System requirements


Functional:

By given long URL, if already has shortening URL, return it, or else generate the unique shorten URL, and store in the db.


By given shorten URL, return the original long URL.


Optional: User-defined shorten URL, expiration time setting.


Non-Functional:

1000 QPS, 300 TPS

High availability.

Low latency. P95 1s




Capacity estimation

One pair = 200Bytes

200 * 300 * 60 * 60 *24 = 5.2GB / day * 365 = 2TB / year ~= 20TB / 10 years



API design

POST createShorturl {origin_url(String) } : return short_url(String) HTTP_STATUS 200


GET getOriginurl {short_url(String)} : return origin_url(String)

HTTP_STATUS 302 (redirect)


GET getOriginurl {short_url(String)} : return error

HTTP_STATUS 404 (not found)


Database design

{

short_url: String (search index)

origin_url: String (search index)

}


Use NoSQL Database


High-level design

Please see the high level diagram






Request flows

When client initiates a request, it is first directed to the load balancer, load balancer will assign the request to different servers by round-robin to balance the load between URL servers.


If it's a createShorturl request:

  1. First visit cache, check if the origin_url already exist. If hit cache, return the short_url directly.
  2. If not hit in cache, search in the Database. If the origin_url already in the database, return the short_url directly.
  3. If origin_url is seen the first time, Hash it to form the short_url, store the {short_url, origin_url} in DB. Return the generated short_url.


If it's a getOriginurl request:

  1. First visit cache, if hit cache, return the origin_url directly.
  2. If not hit in cache, search in the Database and return the origin_url.
  3. If not in the database, throw error and return 404 as response.





Detailed component design

Use SHA 256 to hash the (given URL + fixed buffer string), and get the first 7 digits. If hashed value already exists, using the (hashed result + fixed buffer string) to hash again untill we get a unique value.

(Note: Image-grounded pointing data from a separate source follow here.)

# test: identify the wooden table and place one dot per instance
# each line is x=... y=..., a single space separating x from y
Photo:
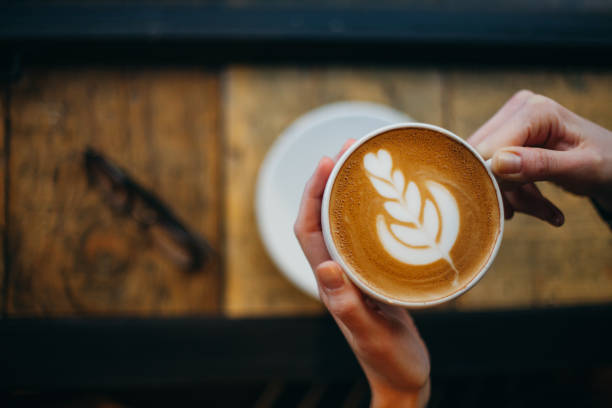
x=196 y=136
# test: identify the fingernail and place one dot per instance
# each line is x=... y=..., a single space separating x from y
x=331 y=278
x=507 y=163
x=558 y=219
x=482 y=149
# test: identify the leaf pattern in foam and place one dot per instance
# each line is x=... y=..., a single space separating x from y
x=413 y=199
x=417 y=243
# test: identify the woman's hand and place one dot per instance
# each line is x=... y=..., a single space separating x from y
x=533 y=138
x=384 y=338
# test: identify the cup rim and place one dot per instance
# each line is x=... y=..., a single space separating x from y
x=331 y=247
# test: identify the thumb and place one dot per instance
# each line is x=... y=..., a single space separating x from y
x=527 y=164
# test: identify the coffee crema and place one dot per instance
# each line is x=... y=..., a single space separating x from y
x=414 y=214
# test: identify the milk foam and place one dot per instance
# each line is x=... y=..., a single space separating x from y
x=422 y=233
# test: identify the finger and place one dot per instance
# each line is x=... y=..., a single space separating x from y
x=503 y=114
x=529 y=200
x=344 y=148
x=535 y=123
x=527 y=164
x=309 y=215
x=508 y=210
x=344 y=301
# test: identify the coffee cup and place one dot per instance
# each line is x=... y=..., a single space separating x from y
x=413 y=214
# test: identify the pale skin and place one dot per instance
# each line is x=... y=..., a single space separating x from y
x=545 y=141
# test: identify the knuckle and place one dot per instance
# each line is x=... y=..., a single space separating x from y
x=522 y=95
x=542 y=164
x=297 y=228
x=540 y=104
x=343 y=307
x=374 y=346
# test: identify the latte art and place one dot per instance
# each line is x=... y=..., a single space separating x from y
x=413 y=214
x=421 y=234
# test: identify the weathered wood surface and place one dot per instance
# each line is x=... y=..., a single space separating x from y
x=539 y=265
x=260 y=103
x=71 y=253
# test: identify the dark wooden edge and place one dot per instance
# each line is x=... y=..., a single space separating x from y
x=67 y=32
x=52 y=354
x=152 y=20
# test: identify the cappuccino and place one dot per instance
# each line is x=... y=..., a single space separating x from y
x=414 y=214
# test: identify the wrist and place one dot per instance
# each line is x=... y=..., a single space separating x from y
x=386 y=397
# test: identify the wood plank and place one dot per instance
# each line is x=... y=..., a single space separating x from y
x=261 y=102
x=3 y=158
x=539 y=265
x=74 y=255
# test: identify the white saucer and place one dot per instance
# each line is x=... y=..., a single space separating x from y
x=289 y=164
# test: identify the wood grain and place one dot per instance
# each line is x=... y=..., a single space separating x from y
x=74 y=255
x=260 y=103
x=539 y=265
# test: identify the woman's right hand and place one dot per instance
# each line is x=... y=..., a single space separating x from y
x=533 y=138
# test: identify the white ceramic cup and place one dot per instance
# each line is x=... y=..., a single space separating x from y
x=329 y=242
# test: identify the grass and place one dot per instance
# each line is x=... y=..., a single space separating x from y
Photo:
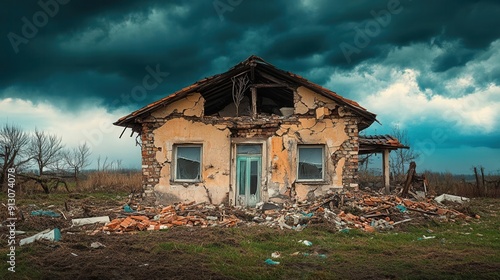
x=355 y=254
x=460 y=249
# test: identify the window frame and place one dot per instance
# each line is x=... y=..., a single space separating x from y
x=323 y=163
x=174 y=169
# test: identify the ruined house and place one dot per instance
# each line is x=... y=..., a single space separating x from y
x=254 y=133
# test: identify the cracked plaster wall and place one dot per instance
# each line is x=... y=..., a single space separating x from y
x=216 y=145
x=319 y=120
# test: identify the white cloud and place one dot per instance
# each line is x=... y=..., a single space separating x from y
x=404 y=102
x=416 y=95
x=92 y=125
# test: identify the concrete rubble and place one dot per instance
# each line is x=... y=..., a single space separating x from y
x=369 y=212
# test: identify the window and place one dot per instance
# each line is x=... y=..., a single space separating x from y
x=311 y=163
x=188 y=163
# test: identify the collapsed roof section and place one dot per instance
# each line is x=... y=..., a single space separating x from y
x=277 y=85
x=370 y=144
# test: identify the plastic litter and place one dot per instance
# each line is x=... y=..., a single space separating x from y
x=87 y=221
x=344 y=230
x=306 y=242
x=426 y=237
x=271 y=262
x=128 y=209
x=52 y=235
x=401 y=208
x=97 y=245
x=45 y=213
x=452 y=198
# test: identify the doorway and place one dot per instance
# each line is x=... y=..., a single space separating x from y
x=248 y=174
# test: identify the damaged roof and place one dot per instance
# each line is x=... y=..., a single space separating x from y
x=216 y=90
x=377 y=143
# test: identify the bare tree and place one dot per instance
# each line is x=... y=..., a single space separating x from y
x=77 y=159
x=13 y=141
x=240 y=85
x=46 y=151
x=400 y=158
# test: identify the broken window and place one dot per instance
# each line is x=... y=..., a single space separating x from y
x=311 y=163
x=188 y=163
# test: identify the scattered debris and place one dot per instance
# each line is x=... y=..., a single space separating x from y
x=47 y=213
x=347 y=210
x=271 y=262
x=88 y=221
x=97 y=245
x=128 y=209
x=52 y=235
x=426 y=237
x=276 y=255
x=452 y=198
x=306 y=242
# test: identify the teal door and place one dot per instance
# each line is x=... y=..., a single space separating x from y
x=248 y=175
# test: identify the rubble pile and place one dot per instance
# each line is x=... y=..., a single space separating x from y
x=348 y=210
x=172 y=215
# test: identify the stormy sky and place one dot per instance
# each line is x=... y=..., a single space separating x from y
x=430 y=67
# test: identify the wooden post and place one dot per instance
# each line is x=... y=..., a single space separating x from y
x=409 y=178
x=385 y=170
x=254 y=102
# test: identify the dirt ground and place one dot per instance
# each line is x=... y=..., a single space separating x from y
x=136 y=255
x=125 y=257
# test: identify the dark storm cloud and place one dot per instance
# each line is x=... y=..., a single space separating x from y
x=189 y=37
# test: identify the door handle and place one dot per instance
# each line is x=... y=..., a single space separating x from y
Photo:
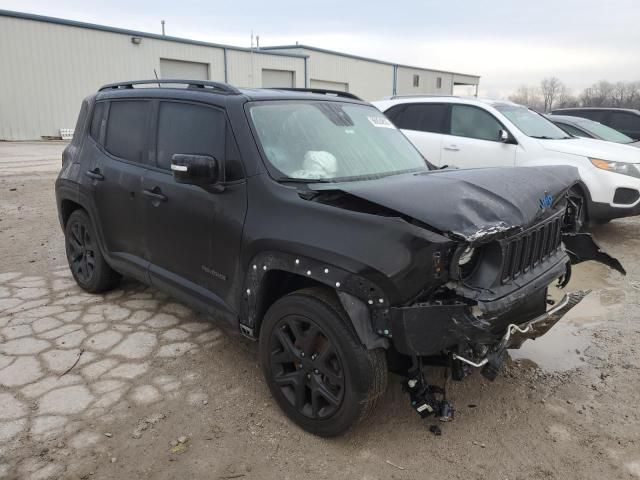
x=155 y=195
x=94 y=174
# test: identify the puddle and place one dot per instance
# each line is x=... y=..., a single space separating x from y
x=568 y=344
x=590 y=276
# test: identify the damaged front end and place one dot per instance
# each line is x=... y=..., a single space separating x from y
x=502 y=239
x=496 y=298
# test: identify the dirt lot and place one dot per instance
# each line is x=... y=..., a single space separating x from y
x=152 y=371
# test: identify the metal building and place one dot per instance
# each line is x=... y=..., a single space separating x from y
x=374 y=79
x=49 y=65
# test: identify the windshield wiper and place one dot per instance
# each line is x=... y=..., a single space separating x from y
x=544 y=137
x=303 y=180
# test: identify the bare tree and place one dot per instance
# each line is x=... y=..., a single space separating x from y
x=528 y=96
x=552 y=89
x=553 y=93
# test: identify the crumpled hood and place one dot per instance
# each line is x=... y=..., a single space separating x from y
x=471 y=204
x=588 y=147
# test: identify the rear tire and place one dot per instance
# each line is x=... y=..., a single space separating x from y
x=316 y=368
x=88 y=266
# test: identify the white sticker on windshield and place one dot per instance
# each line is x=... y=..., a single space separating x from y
x=381 y=122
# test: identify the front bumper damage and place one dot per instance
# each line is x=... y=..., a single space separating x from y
x=429 y=400
x=515 y=335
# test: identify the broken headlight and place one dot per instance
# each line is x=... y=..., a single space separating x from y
x=467 y=261
x=617 y=167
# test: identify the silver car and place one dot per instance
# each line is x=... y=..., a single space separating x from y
x=585 y=128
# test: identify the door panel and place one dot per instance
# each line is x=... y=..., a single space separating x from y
x=193 y=233
x=423 y=124
x=473 y=140
x=429 y=144
x=465 y=152
x=115 y=182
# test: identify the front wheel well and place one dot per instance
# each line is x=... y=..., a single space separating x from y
x=581 y=190
x=67 y=207
x=275 y=285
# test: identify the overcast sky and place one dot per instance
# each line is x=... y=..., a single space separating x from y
x=507 y=42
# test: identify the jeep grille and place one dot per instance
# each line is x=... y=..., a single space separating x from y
x=531 y=247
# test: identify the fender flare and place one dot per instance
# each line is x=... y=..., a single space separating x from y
x=363 y=301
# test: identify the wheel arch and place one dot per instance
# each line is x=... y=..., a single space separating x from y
x=272 y=275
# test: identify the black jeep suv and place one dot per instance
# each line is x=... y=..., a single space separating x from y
x=308 y=222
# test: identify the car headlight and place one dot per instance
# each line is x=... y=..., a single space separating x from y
x=617 y=167
x=466 y=256
x=467 y=261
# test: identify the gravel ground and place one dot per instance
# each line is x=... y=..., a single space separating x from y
x=159 y=391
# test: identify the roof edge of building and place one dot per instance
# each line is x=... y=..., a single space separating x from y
x=136 y=33
x=368 y=59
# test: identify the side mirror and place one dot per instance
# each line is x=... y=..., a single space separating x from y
x=195 y=169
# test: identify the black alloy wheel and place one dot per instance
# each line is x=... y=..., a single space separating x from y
x=315 y=365
x=82 y=248
x=307 y=367
x=88 y=266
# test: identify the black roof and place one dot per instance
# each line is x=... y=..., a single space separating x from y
x=159 y=87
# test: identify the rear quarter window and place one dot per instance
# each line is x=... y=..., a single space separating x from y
x=423 y=117
x=127 y=129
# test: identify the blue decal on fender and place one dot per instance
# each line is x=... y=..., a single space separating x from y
x=546 y=201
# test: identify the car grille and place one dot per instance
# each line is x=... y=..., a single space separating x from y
x=531 y=247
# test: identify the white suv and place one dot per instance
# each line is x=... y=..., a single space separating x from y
x=471 y=132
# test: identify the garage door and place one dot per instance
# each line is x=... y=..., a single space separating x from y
x=184 y=70
x=326 y=85
x=277 y=78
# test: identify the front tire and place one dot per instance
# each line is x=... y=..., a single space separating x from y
x=88 y=266
x=316 y=368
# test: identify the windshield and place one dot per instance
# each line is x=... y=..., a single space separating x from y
x=531 y=123
x=604 y=132
x=330 y=141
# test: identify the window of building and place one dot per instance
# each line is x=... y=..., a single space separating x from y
x=127 y=129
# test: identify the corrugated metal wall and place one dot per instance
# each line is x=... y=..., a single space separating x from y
x=428 y=82
x=245 y=68
x=369 y=80
x=48 y=68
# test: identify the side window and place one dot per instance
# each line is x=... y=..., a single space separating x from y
x=96 y=120
x=188 y=128
x=472 y=122
x=573 y=130
x=596 y=115
x=424 y=117
x=624 y=121
x=127 y=129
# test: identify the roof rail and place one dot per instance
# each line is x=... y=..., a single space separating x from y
x=321 y=91
x=417 y=95
x=203 y=84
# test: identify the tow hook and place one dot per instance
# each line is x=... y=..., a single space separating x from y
x=515 y=335
x=424 y=398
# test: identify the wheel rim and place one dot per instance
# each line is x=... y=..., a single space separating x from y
x=81 y=252
x=306 y=367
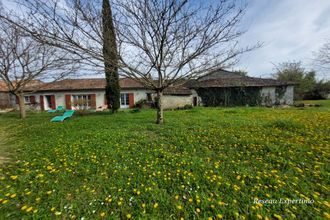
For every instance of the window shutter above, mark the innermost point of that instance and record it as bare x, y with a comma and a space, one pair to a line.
32, 99
68, 102
105, 99
52, 102
131, 99
93, 101
42, 105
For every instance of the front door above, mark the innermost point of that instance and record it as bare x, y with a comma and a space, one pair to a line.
50, 102
124, 100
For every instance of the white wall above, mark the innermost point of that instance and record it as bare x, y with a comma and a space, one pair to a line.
173, 101
60, 96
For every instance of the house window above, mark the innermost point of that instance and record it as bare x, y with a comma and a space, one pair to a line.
124, 100
81, 102
27, 99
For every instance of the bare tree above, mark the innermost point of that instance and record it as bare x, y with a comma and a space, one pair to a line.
76, 26
323, 57
23, 61
163, 43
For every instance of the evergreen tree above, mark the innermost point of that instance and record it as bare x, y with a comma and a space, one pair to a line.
110, 58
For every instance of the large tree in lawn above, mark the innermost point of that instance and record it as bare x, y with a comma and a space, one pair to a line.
164, 43
78, 27
23, 62
110, 58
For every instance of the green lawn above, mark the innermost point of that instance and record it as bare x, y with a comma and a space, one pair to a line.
202, 163
322, 103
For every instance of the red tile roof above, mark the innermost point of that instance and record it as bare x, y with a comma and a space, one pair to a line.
87, 84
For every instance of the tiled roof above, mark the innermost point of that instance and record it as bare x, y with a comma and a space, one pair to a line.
86, 84
241, 81
30, 85
177, 90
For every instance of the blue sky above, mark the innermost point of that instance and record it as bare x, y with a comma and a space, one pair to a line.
289, 29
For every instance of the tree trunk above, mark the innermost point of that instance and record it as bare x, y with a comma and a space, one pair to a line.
160, 116
110, 58
21, 104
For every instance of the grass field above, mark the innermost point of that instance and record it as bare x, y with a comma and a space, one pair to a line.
202, 163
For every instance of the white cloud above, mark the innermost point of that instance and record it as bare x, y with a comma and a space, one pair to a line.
289, 29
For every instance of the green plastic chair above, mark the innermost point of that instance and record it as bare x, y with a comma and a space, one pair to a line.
67, 114
59, 108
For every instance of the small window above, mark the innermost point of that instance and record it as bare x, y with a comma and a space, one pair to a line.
27, 99
124, 99
81, 101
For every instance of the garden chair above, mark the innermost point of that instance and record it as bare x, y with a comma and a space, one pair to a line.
59, 108
67, 114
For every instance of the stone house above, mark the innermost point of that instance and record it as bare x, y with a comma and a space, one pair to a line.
219, 88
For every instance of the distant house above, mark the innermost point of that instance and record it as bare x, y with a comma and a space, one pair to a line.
219, 88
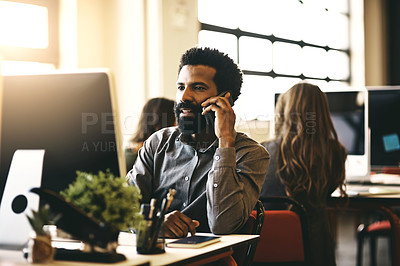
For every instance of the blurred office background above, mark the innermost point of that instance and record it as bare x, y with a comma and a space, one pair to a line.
333, 43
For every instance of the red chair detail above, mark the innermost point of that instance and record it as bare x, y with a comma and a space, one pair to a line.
284, 235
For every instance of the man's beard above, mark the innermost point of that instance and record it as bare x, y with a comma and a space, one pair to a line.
190, 125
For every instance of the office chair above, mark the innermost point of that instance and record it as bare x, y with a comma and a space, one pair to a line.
389, 228
284, 235
253, 226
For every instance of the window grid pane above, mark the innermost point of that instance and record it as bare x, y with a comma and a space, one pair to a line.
309, 41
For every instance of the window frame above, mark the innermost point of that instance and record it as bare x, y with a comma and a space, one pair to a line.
240, 33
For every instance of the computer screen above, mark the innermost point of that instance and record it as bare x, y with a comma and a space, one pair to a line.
384, 124
348, 108
70, 115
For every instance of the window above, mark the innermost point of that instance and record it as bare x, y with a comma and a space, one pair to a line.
278, 43
28, 36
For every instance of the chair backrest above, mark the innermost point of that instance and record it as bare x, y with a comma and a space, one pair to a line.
284, 234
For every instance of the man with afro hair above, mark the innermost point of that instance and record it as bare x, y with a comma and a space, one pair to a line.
217, 172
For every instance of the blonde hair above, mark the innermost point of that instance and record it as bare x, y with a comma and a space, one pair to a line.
310, 158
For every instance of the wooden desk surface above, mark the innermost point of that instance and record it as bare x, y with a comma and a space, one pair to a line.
127, 246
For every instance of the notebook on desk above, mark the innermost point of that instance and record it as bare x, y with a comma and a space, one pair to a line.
17, 202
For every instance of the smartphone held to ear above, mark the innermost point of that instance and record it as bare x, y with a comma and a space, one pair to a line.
209, 116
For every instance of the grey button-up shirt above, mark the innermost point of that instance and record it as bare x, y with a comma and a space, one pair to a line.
218, 187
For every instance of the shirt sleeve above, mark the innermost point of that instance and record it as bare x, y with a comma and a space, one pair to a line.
234, 185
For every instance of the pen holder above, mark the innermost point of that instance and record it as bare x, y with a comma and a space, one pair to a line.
150, 237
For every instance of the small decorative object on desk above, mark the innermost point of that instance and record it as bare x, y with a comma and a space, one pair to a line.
150, 233
40, 249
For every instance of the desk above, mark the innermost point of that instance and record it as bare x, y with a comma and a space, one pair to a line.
127, 246
380, 197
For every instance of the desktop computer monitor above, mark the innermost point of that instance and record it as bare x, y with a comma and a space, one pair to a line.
348, 108
384, 110
72, 116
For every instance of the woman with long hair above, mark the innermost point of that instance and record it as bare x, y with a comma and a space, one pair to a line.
307, 162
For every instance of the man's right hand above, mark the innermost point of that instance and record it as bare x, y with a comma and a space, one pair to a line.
177, 225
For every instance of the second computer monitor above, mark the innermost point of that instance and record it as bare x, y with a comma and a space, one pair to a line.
72, 116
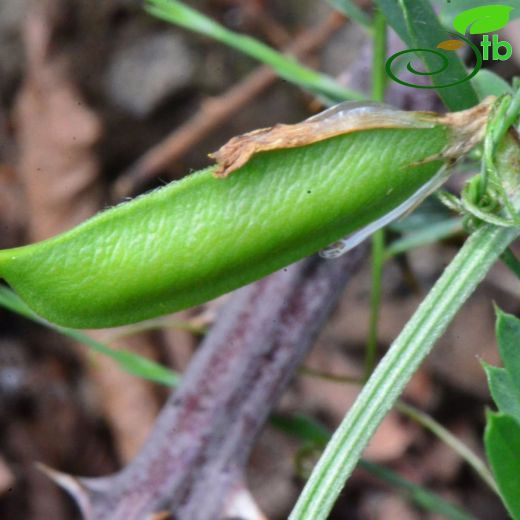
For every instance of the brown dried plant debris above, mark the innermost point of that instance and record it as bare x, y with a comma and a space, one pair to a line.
346, 118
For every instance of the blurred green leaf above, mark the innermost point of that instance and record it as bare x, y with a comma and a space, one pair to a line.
508, 337
417, 24
352, 11
127, 361
502, 441
503, 391
285, 66
487, 83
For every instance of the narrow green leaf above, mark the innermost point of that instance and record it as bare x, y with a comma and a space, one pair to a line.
427, 235
502, 441
503, 391
418, 26
302, 427
127, 361
286, 67
352, 11
508, 336
511, 261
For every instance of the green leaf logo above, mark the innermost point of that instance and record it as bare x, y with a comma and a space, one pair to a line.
480, 20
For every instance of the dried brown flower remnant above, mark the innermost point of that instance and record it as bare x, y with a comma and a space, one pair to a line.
347, 118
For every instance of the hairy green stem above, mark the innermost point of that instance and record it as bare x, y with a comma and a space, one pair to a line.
380, 393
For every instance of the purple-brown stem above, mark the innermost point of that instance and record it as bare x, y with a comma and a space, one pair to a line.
195, 459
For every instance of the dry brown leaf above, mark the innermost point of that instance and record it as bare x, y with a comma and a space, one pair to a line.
56, 134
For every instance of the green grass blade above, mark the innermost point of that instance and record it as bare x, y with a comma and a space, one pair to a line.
127, 361
314, 433
427, 235
286, 67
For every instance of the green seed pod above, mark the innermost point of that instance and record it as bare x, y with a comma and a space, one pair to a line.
295, 190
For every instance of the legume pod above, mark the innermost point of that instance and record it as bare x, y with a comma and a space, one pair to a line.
200, 237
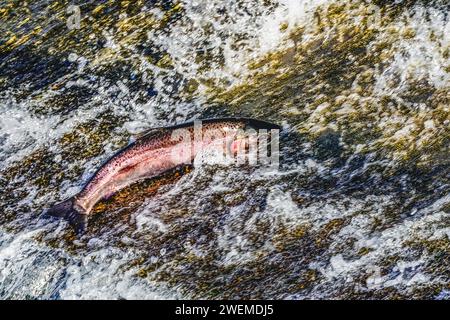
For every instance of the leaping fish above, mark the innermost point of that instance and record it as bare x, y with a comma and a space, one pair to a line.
153, 153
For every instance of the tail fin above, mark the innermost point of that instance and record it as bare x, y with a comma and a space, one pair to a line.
67, 210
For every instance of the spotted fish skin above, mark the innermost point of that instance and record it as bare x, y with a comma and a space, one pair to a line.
150, 156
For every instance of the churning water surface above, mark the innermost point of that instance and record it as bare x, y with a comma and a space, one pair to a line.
359, 207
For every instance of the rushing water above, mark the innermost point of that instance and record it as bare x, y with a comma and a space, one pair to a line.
358, 209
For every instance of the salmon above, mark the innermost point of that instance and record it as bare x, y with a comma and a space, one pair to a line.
153, 153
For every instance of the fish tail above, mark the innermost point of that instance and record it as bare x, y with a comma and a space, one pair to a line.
67, 210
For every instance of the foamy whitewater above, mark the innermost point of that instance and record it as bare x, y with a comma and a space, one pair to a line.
358, 209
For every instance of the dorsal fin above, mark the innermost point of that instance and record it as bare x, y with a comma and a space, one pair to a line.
147, 132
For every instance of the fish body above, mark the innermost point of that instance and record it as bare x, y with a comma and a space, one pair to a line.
156, 152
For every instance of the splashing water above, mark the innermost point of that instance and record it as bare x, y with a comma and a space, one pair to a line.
358, 209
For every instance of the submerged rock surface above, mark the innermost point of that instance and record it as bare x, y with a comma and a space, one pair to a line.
358, 209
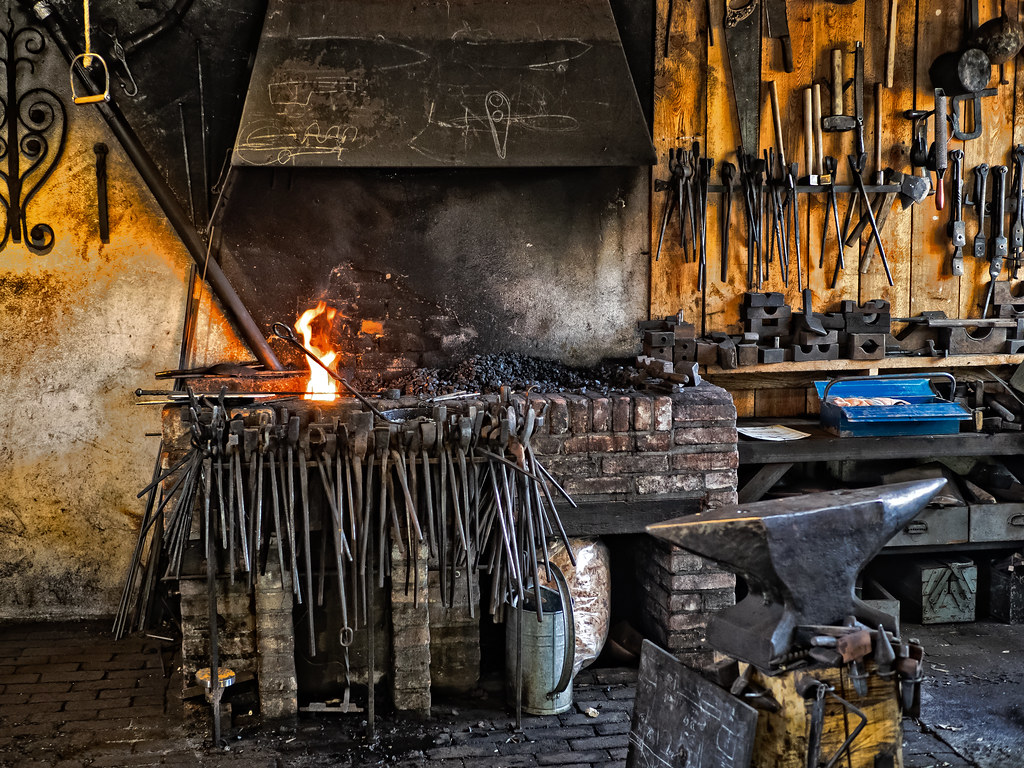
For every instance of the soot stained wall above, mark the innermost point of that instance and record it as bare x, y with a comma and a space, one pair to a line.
548, 262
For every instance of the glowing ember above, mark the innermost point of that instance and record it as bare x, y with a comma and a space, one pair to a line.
321, 386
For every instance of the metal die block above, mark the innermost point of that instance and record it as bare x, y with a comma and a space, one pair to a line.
803, 337
763, 299
808, 352
771, 355
767, 328
958, 341
865, 346
658, 338
996, 522
707, 352
662, 353
939, 525
684, 351
747, 354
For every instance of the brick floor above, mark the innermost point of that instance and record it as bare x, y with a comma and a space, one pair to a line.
70, 696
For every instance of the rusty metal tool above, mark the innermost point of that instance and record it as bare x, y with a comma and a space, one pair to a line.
980, 244
832, 207
742, 43
999, 244
940, 147
778, 28
672, 187
1017, 228
876, 233
101, 208
307, 552
794, 198
956, 227
728, 173
771, 544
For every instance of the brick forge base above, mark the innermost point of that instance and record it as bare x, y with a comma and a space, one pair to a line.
674, 453
638, 449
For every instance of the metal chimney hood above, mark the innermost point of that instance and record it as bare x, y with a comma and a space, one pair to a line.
441, 84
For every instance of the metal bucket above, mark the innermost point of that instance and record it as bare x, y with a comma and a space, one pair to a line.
539, 655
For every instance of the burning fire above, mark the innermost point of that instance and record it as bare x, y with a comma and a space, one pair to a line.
321, 386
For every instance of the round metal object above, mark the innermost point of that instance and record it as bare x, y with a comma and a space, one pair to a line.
1000, 38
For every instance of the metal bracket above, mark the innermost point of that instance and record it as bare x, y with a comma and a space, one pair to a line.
954, 117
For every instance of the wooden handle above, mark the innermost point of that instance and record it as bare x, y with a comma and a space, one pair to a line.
819, 146
878, 128
809, 130
891, 44
837, 82
777, 120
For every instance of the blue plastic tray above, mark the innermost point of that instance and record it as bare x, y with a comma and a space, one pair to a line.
926, 413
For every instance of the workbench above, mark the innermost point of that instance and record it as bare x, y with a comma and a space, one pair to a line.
974, 525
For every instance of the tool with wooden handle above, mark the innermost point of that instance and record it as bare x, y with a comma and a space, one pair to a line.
891, 44
956, 227
941, 142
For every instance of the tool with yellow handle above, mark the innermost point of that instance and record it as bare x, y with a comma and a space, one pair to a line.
85, 61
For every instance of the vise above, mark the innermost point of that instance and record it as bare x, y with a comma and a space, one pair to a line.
800, 558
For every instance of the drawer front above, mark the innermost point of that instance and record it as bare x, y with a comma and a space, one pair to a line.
934, 526
996, 522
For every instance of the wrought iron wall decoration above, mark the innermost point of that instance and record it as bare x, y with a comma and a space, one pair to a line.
33, 131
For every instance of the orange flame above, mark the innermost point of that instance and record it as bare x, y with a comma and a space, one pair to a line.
321, 386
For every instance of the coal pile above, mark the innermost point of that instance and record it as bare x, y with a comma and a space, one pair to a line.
487, 373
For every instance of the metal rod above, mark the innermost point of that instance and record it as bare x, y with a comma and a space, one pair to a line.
162, 192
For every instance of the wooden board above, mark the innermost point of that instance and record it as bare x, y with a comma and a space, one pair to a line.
681, 720
781, 740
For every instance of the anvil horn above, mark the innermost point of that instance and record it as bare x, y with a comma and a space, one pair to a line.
800, 556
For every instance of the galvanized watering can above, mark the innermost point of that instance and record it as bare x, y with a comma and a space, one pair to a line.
539, 655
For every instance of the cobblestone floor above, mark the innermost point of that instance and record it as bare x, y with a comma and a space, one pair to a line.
70, 696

We can use both uppercase, lowercase and digits for the hash function, so we can generate (26+26+10)^7 = 3500B unique URLs.




Trade offs/Tech choices

Database SQL vs NoSQL - I choose NoSQL based on following reasons:

High scalability, can do horizontal scaling.

The data is just a pair of URLs, no stroing relation with other data.

Supports fast read and write.

More affordable for large volumn data.


Cache Stratergy:

  1. Cache aside: If there's a cache miss, get data from DB and add an entry for the cache, then return the result.
  2. Pros: Very fast if we hit the cache, but it depends on how the invalidation mechanism goes.
  3. Cons: A cache miss will introduce extra steps, which costs more time.
  4. Write through: Whenever a new entry coming in, it writes into the cache and database simultanously.
  5. Pros: High consistency.
  6. Cons: Slower than cache aside.
  7. Write back: write to cache first, then async write to DB.
  8. Pros: high write speed for write-heavy system.
  9. Cons: Data might be inconsistency, and if cache server down before sending the data to DB, it will cause data loss.

Based on the pros and cons, I'd like to use cache aside combine with a suitable invalidation mechanism in this system.


Cache invalidation mechanism:

  1. Least-recently use
  2. Least-frequently use

It kind of depends on the user habit, if the analytics shows that some of the short_urls are very often to request, we might want to apply Least-frequently use. If the analytics shows that user prefer to request recently generated urls, then we might want to apply LRU.



Failure scenarios/bottlenecks

Single load balancer could be the single point of failure



Future improvements

To robust the system we could introduce more load balancers.